Et pourtant : elle a construit Hubble, elle a servi et réparé le télescope à cinq reprises (dont la mission de sauvetage STS-61 en décembre 1993, qui a rendu Hubble à son plein potentiel optique), elle a assemblé l'essentiel de la Station Spatiale Internationale, et elle a totalisé sur ses 135 vols environ 852 personnes-vols - ce qui correspond, en réalité, à quelque 355 astronautes uniques (plusieurs ayant volé à trois, quatre, voire sept reprises pour les vétérans du programme). Aucun véhicule spatial ne réplique cette polyvalence-là.
Le point que The Register enfonce est méchant mais mérité. Depuis 2011, la NASA a passé des contrats Commercial Crew et Commercial Resupply à des acteurs privés (SpaceX, Boeing, Sierra Space). Quel bilan ?

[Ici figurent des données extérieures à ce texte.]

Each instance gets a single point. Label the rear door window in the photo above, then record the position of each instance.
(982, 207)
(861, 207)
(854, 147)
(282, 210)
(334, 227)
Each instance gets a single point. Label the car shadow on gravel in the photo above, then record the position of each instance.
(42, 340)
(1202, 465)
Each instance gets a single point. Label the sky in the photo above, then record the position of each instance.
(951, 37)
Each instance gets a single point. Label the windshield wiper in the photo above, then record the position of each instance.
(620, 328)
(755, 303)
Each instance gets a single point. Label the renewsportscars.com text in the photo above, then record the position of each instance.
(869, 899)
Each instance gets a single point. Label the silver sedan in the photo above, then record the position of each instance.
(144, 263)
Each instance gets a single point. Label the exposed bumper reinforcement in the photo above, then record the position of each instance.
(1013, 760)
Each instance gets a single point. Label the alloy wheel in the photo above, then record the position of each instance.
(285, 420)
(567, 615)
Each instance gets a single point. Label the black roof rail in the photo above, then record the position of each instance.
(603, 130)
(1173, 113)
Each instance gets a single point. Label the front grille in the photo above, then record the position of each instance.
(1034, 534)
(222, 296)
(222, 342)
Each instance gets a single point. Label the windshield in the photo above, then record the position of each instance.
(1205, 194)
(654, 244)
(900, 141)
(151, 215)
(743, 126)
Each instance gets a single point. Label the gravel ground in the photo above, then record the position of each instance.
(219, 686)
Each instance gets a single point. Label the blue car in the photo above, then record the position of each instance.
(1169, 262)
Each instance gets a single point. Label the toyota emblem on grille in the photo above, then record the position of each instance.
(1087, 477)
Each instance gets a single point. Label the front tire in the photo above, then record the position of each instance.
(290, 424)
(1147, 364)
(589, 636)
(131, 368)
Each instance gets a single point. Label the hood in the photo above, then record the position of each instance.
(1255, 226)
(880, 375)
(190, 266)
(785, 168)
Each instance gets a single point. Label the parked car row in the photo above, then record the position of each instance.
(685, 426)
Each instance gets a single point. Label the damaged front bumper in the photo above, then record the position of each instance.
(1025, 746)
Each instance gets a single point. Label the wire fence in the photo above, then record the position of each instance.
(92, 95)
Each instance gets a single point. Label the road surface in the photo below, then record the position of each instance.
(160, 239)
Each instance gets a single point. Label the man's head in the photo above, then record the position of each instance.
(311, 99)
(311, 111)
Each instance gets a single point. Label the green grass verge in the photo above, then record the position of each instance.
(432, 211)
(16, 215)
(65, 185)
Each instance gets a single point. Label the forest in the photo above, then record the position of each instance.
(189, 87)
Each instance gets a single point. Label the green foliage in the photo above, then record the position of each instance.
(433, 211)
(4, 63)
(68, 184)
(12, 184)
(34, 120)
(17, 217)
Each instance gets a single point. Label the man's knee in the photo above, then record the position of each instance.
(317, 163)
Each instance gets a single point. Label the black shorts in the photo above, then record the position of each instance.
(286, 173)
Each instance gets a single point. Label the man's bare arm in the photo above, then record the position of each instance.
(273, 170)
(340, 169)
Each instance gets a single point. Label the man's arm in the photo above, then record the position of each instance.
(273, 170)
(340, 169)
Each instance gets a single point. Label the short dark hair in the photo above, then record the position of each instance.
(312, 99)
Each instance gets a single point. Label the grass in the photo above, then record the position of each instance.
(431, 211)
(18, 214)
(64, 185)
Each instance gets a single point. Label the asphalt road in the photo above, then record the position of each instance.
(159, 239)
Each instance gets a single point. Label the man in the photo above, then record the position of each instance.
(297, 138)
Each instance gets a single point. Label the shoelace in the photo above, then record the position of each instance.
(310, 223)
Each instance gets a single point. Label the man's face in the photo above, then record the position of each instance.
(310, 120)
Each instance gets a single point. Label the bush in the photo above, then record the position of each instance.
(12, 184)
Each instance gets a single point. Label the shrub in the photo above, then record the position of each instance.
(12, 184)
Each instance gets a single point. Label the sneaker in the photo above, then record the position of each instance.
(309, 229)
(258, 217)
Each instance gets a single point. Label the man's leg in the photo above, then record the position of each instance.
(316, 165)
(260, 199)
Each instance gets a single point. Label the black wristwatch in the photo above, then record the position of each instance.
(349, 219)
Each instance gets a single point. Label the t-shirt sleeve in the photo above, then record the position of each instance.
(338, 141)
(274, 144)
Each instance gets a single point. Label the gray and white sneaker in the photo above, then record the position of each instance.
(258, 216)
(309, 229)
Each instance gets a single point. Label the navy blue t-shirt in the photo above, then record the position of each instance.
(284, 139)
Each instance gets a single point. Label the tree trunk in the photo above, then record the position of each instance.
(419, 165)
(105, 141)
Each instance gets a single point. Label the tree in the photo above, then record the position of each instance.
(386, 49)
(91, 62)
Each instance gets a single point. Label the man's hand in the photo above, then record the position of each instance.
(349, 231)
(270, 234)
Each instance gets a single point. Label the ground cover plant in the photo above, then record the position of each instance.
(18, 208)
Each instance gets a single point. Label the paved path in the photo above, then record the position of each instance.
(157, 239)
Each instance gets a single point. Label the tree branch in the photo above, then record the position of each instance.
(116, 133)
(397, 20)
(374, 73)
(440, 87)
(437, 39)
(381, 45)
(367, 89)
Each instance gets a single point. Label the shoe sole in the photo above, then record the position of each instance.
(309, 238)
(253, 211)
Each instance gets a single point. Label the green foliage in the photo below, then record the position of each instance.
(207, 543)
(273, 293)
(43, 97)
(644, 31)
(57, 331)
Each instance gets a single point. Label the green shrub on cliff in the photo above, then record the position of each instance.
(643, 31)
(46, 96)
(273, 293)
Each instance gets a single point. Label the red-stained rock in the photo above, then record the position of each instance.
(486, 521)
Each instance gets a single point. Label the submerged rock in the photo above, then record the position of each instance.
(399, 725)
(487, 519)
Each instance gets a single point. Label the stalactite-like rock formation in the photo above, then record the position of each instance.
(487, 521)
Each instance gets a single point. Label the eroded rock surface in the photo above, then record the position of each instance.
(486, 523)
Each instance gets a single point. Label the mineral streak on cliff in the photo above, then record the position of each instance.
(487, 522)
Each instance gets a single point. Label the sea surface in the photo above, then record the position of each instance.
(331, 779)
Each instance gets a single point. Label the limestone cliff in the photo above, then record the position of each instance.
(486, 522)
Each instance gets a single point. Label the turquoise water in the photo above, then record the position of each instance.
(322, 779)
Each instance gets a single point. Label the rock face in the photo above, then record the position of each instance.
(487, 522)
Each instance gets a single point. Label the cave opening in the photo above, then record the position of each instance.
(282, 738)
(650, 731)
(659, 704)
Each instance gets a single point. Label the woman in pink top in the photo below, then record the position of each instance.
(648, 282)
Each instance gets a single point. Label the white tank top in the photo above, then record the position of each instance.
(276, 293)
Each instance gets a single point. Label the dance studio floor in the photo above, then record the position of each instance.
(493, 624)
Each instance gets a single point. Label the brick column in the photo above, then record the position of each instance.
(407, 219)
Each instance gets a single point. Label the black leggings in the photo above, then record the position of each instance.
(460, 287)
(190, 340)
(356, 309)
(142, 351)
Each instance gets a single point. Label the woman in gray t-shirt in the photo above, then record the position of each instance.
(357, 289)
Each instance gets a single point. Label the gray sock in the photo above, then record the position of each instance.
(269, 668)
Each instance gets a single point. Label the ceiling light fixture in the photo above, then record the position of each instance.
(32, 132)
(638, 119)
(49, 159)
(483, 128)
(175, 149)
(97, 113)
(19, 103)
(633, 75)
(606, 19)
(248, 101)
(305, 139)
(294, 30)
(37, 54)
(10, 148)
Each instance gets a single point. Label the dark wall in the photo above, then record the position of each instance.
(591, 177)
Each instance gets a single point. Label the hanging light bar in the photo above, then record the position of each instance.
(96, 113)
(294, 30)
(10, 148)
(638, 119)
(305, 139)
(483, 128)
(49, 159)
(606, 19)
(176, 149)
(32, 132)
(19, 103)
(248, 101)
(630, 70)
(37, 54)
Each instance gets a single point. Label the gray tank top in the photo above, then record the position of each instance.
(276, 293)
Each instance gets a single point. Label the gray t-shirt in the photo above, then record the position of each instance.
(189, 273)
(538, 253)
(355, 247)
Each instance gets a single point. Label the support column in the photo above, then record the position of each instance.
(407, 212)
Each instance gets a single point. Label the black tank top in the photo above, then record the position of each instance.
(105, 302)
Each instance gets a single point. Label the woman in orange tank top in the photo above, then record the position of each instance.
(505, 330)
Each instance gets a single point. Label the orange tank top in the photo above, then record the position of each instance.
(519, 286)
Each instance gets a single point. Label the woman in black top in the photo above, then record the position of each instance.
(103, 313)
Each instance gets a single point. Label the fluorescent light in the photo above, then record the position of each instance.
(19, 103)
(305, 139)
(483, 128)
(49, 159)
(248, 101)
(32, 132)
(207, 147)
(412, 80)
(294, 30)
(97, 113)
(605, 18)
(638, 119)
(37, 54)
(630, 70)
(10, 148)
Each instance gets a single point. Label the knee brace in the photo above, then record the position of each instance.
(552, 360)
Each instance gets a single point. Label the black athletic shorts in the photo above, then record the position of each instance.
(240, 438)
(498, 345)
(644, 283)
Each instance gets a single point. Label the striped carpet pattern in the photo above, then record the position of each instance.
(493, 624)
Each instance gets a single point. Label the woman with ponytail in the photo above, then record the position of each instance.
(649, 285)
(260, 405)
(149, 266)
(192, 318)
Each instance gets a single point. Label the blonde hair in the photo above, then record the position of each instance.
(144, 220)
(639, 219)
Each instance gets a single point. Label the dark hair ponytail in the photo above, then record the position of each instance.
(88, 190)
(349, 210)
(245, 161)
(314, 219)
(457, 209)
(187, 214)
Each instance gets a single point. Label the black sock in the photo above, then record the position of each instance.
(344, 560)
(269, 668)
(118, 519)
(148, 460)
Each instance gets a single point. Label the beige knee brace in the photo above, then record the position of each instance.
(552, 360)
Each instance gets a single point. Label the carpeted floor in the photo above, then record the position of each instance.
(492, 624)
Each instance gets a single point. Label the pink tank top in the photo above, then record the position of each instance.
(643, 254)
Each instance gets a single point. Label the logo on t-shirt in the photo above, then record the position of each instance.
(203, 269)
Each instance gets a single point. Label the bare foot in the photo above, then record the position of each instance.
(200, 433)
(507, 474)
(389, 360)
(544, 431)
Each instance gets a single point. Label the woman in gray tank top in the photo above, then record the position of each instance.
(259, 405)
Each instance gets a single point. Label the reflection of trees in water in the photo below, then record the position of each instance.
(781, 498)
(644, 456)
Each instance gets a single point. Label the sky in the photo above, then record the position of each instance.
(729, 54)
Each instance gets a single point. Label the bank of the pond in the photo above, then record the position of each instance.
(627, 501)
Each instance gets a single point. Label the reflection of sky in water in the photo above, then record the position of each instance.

Autrement dit : SpaceX a livré. Le reste, comme le titre The Register, « comment vous en sortez-vous ? ». Nous n'avons pas de retour terrestre pour un véhicule aussi polyvalent que la Shuttle. La NASA a gagné une flexibilité contractuelle, elle a perdu une machine de laboratoire spatial capable de ramener 20 tonnes de cargo scientifique en soute - chose qu'aucun véhicule opérationnel aujourd'hui ne fait.
Nous nous rappelons, entre autres :
À la rédaction, ceux qui ont vu Atlantis se poser cette nuit-là n'ont jamais oublié qu'un pays avait alors renoncé à un véhicule sans avoir vraiment de plan pour la suite. Quinze ans plus tard, SpaceX comble une partie du trou, mais le trou n'est pas comblé. La Chine assemble maintenant sa propre station Tiangong. Le Japon prépare son cargo HTV-X. L'Europe cherche encore son autonomie post-Ariane 5.
L'article de The Register est court mais salutaire : anniversaires spatiaux, ne les traitez pas comme des cartes postales - traitez-les comme des bilans. Et sur ce bilan-là, quinze ans plus tard, la question du titre est encore ouverte.
Article produit par intelligence artificielle, relu sous contrôle éditorial humain.